Workforce projections highlight the severity of the issue, indicating that hundreds of thousands more care staff will be needed by 2040. Without this necessary capacity, the NHS will continue to absorb burdens that a robust social care system should alleviate. Social care providers are urgently calling for adequate funding, workforce investment, and clarity on their roles, stressing that NHS targets cannot be reliably met unless social care is given equal priority in investment, governance, and accountability alongside NHS priorities. The push for integration is fundamentally recalibrating service commissioning and delivery.
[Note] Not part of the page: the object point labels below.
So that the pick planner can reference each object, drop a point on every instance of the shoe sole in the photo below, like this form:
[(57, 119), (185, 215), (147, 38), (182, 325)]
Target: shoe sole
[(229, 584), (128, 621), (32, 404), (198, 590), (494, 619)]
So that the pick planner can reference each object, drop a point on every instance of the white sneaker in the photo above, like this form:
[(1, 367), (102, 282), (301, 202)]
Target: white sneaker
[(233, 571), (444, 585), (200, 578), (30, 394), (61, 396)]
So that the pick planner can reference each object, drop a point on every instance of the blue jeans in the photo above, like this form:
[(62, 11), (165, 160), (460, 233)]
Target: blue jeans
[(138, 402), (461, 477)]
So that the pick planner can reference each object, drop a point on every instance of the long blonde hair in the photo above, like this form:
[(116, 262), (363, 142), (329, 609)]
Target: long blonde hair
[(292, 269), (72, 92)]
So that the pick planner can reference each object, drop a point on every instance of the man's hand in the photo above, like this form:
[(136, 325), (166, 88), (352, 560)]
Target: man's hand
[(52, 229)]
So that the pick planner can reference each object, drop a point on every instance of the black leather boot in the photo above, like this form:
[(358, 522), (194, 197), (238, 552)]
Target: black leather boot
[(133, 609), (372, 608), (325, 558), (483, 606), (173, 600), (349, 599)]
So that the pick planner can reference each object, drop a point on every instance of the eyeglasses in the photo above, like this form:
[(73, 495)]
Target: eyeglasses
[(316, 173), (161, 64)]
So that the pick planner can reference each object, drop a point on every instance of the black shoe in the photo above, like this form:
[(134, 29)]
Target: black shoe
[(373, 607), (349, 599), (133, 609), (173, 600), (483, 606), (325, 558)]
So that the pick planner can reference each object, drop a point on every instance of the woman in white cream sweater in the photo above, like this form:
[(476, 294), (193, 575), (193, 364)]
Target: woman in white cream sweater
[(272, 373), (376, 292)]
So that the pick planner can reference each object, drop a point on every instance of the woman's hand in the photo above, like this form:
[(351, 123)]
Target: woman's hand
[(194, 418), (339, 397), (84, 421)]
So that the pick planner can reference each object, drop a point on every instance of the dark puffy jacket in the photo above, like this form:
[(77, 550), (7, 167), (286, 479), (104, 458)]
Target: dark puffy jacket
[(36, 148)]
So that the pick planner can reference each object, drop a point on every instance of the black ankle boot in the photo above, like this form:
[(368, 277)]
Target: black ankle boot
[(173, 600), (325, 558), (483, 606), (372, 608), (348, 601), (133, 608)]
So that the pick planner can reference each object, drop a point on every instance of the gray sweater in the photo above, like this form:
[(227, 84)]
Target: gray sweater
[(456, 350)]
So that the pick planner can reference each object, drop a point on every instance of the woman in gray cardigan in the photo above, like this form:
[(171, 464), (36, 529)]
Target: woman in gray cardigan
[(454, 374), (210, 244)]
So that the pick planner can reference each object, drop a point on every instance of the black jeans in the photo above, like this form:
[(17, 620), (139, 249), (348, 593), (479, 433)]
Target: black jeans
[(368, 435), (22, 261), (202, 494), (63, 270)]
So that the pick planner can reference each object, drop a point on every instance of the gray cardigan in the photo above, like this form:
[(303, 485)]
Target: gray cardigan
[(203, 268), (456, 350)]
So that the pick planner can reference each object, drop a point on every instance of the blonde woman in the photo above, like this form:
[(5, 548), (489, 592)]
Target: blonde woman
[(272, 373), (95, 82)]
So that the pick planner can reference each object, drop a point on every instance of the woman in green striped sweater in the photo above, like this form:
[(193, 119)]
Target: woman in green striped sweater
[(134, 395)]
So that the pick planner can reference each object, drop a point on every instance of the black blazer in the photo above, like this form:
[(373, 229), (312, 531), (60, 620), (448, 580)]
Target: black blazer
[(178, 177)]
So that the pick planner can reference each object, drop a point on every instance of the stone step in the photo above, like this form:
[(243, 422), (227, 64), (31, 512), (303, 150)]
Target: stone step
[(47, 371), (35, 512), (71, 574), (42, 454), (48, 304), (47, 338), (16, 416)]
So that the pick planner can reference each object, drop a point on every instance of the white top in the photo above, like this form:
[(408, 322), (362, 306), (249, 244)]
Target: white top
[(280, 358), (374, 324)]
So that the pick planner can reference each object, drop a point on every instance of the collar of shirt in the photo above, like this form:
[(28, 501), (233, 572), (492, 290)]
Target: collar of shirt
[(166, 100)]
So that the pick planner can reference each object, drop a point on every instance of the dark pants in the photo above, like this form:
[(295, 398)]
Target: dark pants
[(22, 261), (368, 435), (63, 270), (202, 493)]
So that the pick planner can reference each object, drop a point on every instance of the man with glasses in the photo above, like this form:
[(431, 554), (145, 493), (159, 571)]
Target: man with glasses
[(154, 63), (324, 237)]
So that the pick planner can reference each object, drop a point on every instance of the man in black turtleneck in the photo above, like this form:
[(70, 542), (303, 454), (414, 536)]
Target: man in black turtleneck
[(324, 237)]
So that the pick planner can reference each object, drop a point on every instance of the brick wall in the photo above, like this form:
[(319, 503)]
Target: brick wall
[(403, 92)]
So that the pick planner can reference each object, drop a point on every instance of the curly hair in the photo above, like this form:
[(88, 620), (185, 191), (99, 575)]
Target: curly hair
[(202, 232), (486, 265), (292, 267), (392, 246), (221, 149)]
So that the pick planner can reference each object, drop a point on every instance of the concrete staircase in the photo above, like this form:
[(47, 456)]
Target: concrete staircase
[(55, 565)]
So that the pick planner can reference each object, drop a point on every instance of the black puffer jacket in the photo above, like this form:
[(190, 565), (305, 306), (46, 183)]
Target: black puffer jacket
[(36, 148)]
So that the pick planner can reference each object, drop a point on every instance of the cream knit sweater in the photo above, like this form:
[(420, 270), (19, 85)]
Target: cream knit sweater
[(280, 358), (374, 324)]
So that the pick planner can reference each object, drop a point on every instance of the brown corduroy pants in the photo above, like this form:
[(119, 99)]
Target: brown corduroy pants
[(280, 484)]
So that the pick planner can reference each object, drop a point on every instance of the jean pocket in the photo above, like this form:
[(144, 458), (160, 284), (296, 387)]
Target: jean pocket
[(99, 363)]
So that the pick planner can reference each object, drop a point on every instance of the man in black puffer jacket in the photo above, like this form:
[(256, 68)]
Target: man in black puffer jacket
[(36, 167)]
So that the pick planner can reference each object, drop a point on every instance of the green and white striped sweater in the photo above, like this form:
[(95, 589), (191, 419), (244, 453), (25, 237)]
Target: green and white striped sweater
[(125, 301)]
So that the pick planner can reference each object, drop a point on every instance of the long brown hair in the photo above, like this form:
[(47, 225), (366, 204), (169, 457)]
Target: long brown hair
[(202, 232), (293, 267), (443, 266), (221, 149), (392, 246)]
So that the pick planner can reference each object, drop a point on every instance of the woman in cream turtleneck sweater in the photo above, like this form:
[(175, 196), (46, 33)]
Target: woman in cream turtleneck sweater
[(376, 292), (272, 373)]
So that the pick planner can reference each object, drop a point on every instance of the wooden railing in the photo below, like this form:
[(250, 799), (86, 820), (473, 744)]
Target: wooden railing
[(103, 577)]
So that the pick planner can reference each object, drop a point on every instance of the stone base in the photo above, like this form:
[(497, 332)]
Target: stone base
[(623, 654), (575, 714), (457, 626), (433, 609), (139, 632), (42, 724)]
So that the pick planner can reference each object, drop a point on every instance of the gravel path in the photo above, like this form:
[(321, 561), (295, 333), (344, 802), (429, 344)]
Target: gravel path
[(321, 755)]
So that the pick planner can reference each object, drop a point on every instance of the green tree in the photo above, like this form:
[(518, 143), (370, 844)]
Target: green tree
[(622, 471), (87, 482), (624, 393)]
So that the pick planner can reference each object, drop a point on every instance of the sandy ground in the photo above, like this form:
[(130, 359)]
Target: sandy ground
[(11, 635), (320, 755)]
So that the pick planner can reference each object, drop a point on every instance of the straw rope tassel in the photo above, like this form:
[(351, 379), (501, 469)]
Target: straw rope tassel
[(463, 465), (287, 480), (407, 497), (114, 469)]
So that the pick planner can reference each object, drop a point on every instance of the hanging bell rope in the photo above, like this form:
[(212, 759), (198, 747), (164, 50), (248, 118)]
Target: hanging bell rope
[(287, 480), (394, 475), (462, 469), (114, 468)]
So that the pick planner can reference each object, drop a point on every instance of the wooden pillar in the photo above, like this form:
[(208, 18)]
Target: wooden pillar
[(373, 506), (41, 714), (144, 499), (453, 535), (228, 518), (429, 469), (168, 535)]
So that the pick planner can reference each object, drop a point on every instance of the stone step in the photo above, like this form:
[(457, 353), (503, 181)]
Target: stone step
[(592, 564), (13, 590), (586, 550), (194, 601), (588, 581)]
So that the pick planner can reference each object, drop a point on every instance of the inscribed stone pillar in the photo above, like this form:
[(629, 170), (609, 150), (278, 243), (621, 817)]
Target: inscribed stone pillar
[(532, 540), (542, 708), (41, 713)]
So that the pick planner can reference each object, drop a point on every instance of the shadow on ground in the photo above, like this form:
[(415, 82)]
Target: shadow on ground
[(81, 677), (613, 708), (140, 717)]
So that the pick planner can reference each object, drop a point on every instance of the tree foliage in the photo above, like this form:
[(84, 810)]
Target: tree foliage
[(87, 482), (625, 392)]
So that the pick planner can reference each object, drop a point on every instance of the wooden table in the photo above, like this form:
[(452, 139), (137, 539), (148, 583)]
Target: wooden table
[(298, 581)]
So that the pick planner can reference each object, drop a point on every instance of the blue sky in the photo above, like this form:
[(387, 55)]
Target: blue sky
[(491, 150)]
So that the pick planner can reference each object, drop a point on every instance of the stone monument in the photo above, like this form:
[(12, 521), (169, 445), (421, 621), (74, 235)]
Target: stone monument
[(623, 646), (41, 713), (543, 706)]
ICBs are now expected to commission services across both health and care, prioritising population outcomes over maintaining institutional silos.
This includes the development of neighbourhood health models that integrate primary care, community health, mental health, and social care, with a strong focus on prevention and local needs. Paradoxically, this expansive ambition is being pursued while many ICBs are mandated to significantly cut running and programme costs, potentially leading to mergers as part of a streamlining "ICB blueprint."
Furthermore, while primary care is central to these neighbourhood models, its engagement in ICS planning remains uneven. Where primary care is fully engaged, stronger preventive care and smoother patient pathways emerge; where it is marginalised, fragmentation persists.
The success of integration hinges on two critical enablers. First, Digital and Data Integration is essential, requiring shared care records and interoperable systems to connect NHS and social care datasets. This is vital for insight-driven planning, targeted resource allocation, and proactive interventions. Second, a focus on Person-Centred Outcomes is driving change. Where partnerships have matured, integrated approaches are already demonstrating results, such as reduced emergency admissions and extended community support that promotes independence. These successes reflect a movement toward outcomes-based commissioning that treats population health as a shared responsibility across the entire system.
In the end, while integration is fundamentally reshaping health and social care in England, its ultimate success depends on overcoming major hurdles related to funding, workforce alignment, data infrastructure, and genuinely empowering social care partners alongside NHS priorities.